Sadly, many on the far left don’t seem to agree with this basic math—or worse, if they do, they don’t seem to care.
One of their latest strategies is an attempt to shut down faith-based adoption agencies. The result is indeed a dangerous numbers game, but the victims ultimately will be the 100,000 children waiting to be adopted and the birth moms looking for a placement agency to meet their needs.
The left is targeting faith-based adoption agencies because they—no surprise—tend to operate their adoption ministries according to their faith. In fact, it is usually their faith that inspires them to serve children and moms in need, and to work for a private, faith-based agency, usually earning less than their state-employed counterparts, in the first place.
Faith-based agencies typically place children in homes where their faith teaches them that children will best thrive—homes with a married mother and father.
Moms usually select faith-based agencies to work with because they want their child placed in a home that aligns with their faith, or because the agency was the one that took the time to really listen and walk with them through a difficult time.
The left believes these agencies shouldn’t be permitted to operate according to their faith. Instead, they should place children with same-sex couples or even transgender individuals—regardless of what may be best for the child, the birth mother’s wishes, or the agency’s religious beliefs.
So, they are attempting to pass laws or regulations in the states that would force faith-based agencies to shut down or else violate their faith.
Several states have already worked to pass laws specifically protecting faith-based adoption agencies, including Alabama, Michigan, South Dakota, and Texas. Georgia and Kansas are considering similar bills this year.

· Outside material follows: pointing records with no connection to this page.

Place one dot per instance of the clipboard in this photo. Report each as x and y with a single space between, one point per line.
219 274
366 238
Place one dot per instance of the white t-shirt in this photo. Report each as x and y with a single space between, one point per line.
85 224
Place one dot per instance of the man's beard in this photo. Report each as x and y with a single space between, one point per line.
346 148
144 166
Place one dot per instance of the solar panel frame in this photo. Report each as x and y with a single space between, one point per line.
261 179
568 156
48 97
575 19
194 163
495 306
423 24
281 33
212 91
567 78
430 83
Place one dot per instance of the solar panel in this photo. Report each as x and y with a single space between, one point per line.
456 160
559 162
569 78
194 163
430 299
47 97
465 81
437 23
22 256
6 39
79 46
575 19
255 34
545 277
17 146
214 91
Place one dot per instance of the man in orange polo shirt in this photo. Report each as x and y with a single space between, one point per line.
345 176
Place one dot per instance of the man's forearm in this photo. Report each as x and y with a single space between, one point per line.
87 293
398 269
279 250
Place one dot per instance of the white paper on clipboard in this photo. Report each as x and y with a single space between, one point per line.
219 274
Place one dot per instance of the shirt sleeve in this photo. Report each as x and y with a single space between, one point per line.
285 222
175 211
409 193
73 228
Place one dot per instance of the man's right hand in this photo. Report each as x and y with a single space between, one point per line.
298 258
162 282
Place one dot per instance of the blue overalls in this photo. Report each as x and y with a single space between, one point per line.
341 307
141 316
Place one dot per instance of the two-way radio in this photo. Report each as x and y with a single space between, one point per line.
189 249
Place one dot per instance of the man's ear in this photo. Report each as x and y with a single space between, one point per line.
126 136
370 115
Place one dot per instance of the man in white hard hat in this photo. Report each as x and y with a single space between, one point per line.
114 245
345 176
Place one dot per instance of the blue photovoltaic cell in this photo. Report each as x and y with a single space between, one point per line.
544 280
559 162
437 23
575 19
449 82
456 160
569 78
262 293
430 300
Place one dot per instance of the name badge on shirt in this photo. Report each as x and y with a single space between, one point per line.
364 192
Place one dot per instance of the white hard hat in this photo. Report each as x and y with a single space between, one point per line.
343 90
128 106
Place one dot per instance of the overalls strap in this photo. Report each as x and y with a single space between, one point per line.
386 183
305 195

One bill, the Child Welfare Provider Inclusion Act, has even been introduced at the federal level by Rep. Mike Kelly, R-Pa., and Sen. Mike Enzi, R-Wyo., to protect faith-based agencies.
The Family Policy Alliance will continue to work toward each state protecting its faith-based adoption providers, and we hope you will join us.
With more than 100,000 children waiting to be adopted in America, each state averages 2,000 children waiting for a forever family.
If the left succeeds in its latest tactic, the results will be simple math:
- Even more children on the waiting list to find forever homes.
- Far fewer opportunities for birth moms to find an agency that will meet her needs.
- Far fewer opportunities for difficult-to-place children to find families, especially since faith-based agencies often specialize in placing these children.
If the left succeeds in shutting down faith-based adoption centers, the reality is that men and women who have a heart for serving these children and moms in need will find another way to do so through their church or community.
In an attempt to “punish” faith-based providers for their beliefs, the left will ultimately end up punishing the many children and birth moms in need—in your state, and every state.
It’s a numbers game, but it literally comes at the cost of the orphans we’ve been tasked with caring for as believers.